Instantes antes de mi partida, descubro que parte de la belleza de la ciudad procede de su pulso, de esa fiebre que sube cada mañana y desciende a última hora de la noche. Esa fiebre oculta gran parte de su fealdad; la febrilidad te distrae y no te fijas en ella. Ahora que las calles están vacías y no hay hombres ni vehículos que actúen como rompeolas visuales, queda al descubierto su aspecto mísero.
En cuanto el taxi toma el desvío hacia el aeropuerto, la miseria da paso a los grandes centros comerciales del paseo marítimo, a las murallas bizantinas y al mar. Echo una última ojeada a los barcos que entran y salen del puerto, a la costa asiática, al otro lado, y al enorme petrolero que avanza lentamente delante de ella.
Adrianí mira a través del parabrisas mientras, con la mano izquierda, aprieta las asas de un bolso. Es un bolso de viaje que ha superado los límites de la gordura y está a punto de reventar. La vi llenarlo con pasión castigadora en el hotel, pero opté por hacer la vista gorda, para no abandonar la ciudad enfurruñados.
– Te preocupaste y te quejaste en vano -le digo-. Como ves, salimos según lo previsto.
– Gracias a la vela que encendí en la iglesia de la Santísima Trinidad cuando me dejaste plantada para ir al Mar Negro -replica ella con frialdad.
– Hiciste bien. Pero, con vela en la Santísima Trinidad o sin ella, tampoco yo pensaba perder este vuelo.
Mi mujer se vuelve y me dirige una mirada de soslayo.
– Te creo, pero me quejo por si acaso; así sé que he cumplido con mi deber y tengo la conciencia tranquila.
Bueno, me digo, al menos ahora sé que me grita por deber y no debo tomármelo demasiado en serio.

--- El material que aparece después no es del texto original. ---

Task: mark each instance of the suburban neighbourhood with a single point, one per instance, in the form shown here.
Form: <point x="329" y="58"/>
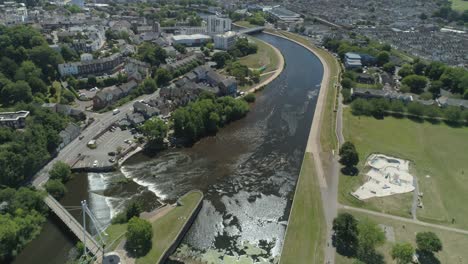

El control de equipajes en la entrada del aeropuerto nos lleva un cuarto de hora, porque obligan a Adrianí a abrir el bolso de viaje. Los polis proceden a vaciarlo por completo y registran todo su contenido sin encontrar nada sospechoso. Adrianí tarda diez minutos más en volver a apelotonar en su interior todo lo que había, y bajo una gran tensión, porque los demás pasajeros no dejan de empujar nuestro equipaje para poder colocar el suyo. Al final le echo una mano mientras despotrico contra nadie en particular.
– Si me hubieras dicho que te llevarías media ciudad, hubiese pedido que nos cedieran un cuarto especial para el registro -le digo cuando terminamos.
Ella me taladra con una mirada gélida, pero evita echar más leña al fuego. Cuando nos acercamos al check-in de las líneas Olympic, se detiene y me mira con sorpresa.
– Tu colega y su mujer han venido a despedirnos -susurra-. No sé qué decir, no me lo esperaba. ¡Qué amables!
Confieso que yo también estoy sorprendido. Anoche Murat y yo nos despedimos, intercambiamos nuestros números de móvil y le di recuerdos para su mujer. Y ahora les veo esperándonos junto al check-in para desearnos buen viaje.
– Ayer nos dijimos goodbye -digo a Murat mientras le estrecho la mano.
– Yes, but Nermin wanted to say goodbye too.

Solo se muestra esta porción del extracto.